Garlitos se subió a un taburete que crujía y enroscó el bombillo. Listo, dijo. Préndelo, dijo el Mono. Garlitos salió y, desde afuera, encendió la luz.

—Huy —se quejó don Diego y apretó los ojos.

—¿Qué prefiere, entonces, la luz o la oscuridad? —preguntó el Mono.

—Es muy sencillo —dijo don Diego—. De día prefiero la luz y de noche la oscuridad, como todo el mundo.

—A Isolda la enterró de noche.

—Nos agarró la noche, que es muy distinto. Había mucha gente y llegamos tarde al cementerio.

—Yo estuve ahí —dijo el Mono.

—Apague la vela —le dijo don Diego—, ya no se necesita.

—Me conmovió mucho la música que tocó la maestra de Isolda —comentó el Mono y apagó la vela de un soplido.

—Qué obsesión la suya —dijo don Diego.

El Mono lo miró en silencio. Don Diego le preguntó:

—¿Por qué nosotros? ¿Por qué Isolda?

—No sé —respondió el Mono y se quedó pensativo—. Ella era como una rasquiña dentro de mi cabeza.

Don Diego soltó una de esas risitas que tanto molestaban al Mono. Luego tosió. El Mono miró el reloj y dijo:

—Aquí el tiempo es muy lento.

—Y me lo dice a mí —dijo don Diego.

—No es culpa mía. Si sus parientes se apuraran…

—Ya no lo dudo —dijo don Diego—. Siquiera se murió, si iba a pasar por estas, es una suerte que se haya muerto.

Se acomodó para sentarse más derecho.

—Ningún hombre le puso la mano encima —dijo—, ni la engatusó para que conociera el sexo, no alcanzó siquiera a tener malos pensamientos.

El Mono soltó una risa seca que repitió varias veces.

—Mono —Garlitos abrió la puerta, sin tocar. Estaba pálido.

—Qué te he dicho, hombre —le reclamó el Mono.

—El Tombo necesita hablar con vos —dijo Garlitos—. Dice que es muy urgente.

—¿Qué pasó? ¿Encontró al Cejón?

—No, Mono, allanaron tu casa. La policía.

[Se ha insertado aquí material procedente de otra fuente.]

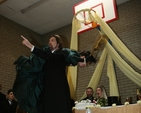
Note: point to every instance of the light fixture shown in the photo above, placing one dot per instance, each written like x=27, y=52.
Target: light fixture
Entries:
x=2, y=1
x=33, y=6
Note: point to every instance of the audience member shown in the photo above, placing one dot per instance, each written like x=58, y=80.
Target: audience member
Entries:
x=9, y=105
x=89, y=93
x=101, y=96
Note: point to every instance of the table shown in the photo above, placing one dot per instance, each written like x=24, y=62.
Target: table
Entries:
x=131, y=108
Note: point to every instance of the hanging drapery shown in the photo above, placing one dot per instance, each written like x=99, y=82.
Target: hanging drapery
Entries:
x=112, y=56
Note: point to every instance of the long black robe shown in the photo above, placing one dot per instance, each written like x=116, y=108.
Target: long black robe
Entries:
x=42, y=82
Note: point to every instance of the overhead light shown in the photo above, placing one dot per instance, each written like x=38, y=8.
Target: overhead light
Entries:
x=33, y=6
x=2, y=1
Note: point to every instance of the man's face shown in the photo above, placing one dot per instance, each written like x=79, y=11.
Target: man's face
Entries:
x=89, y=92
x=53, y=43
x=10, y=96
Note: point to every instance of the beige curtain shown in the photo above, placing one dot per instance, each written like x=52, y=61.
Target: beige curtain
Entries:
x=72, y=71
x=112, y=56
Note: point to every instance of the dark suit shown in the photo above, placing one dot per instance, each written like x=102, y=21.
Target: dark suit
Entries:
x=2, y=97
x=56, y=96
x=6, y=107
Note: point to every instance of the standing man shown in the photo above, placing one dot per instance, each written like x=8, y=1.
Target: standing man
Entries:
x=2, y=96
x=56, y=93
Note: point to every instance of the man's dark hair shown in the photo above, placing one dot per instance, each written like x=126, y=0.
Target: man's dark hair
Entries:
x=89, y=88
x=9, y=91
x=59, y=40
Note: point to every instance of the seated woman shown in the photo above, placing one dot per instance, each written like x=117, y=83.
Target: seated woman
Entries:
x=101, y=96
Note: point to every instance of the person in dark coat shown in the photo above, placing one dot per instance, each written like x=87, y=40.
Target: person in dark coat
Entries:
x=56, y=93
x=2, y=96
x=9, y=105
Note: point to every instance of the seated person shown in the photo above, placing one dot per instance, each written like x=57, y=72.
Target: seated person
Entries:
x=101, y=96
x=89, y=93
x=9, y=105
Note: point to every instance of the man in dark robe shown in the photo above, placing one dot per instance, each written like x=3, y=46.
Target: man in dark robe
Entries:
x=56, y=94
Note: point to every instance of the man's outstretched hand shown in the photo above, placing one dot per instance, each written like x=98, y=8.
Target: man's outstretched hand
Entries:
x=26, y=42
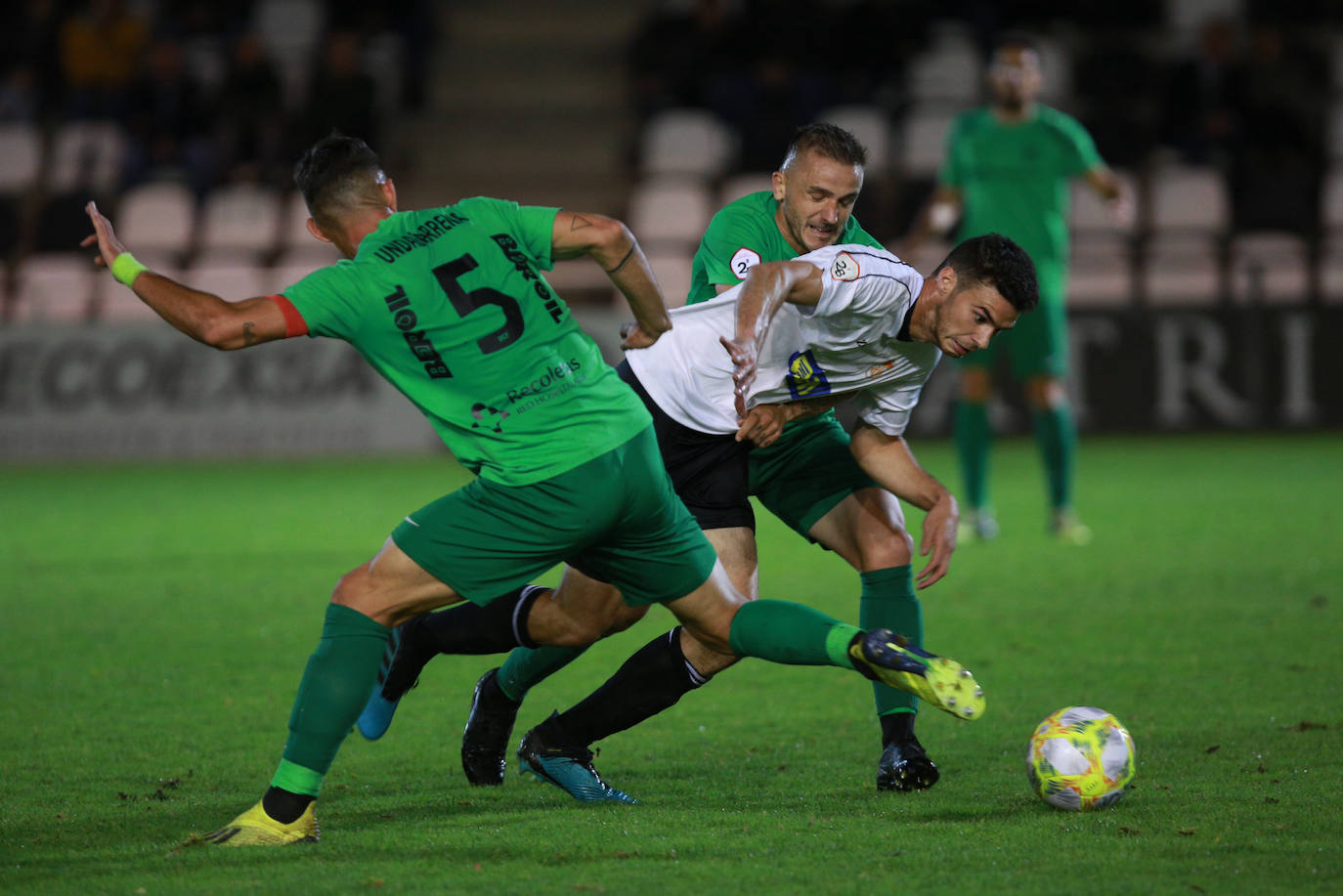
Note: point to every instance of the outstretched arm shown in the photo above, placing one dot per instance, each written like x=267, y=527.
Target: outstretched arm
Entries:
x=888, y=459
x=613, y=246
x=201, y=316
x=763, y=293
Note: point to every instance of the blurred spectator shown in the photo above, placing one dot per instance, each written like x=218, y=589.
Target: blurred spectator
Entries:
x=341, y=96
x=101, y=50
x=250, y=117
x=681, y=53
x=167, y=122
x=1198, y=115
x=1278, y=167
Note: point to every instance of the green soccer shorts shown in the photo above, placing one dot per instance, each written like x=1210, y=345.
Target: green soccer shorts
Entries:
x=614, y=517
x=806, y=473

El Mono saltó hacia la puerta y salió empujando a Garlitos. Don Diego botó a un lado la cobija, intentó pararse pero volvió a caer sentado en el catre. Oyó el ruido del candado y la confusión afuera. Logró pararse y caminó hasta quedar debajo del bombillo. Le puso la cara a la luz, como si fuera el sol, y sonrió.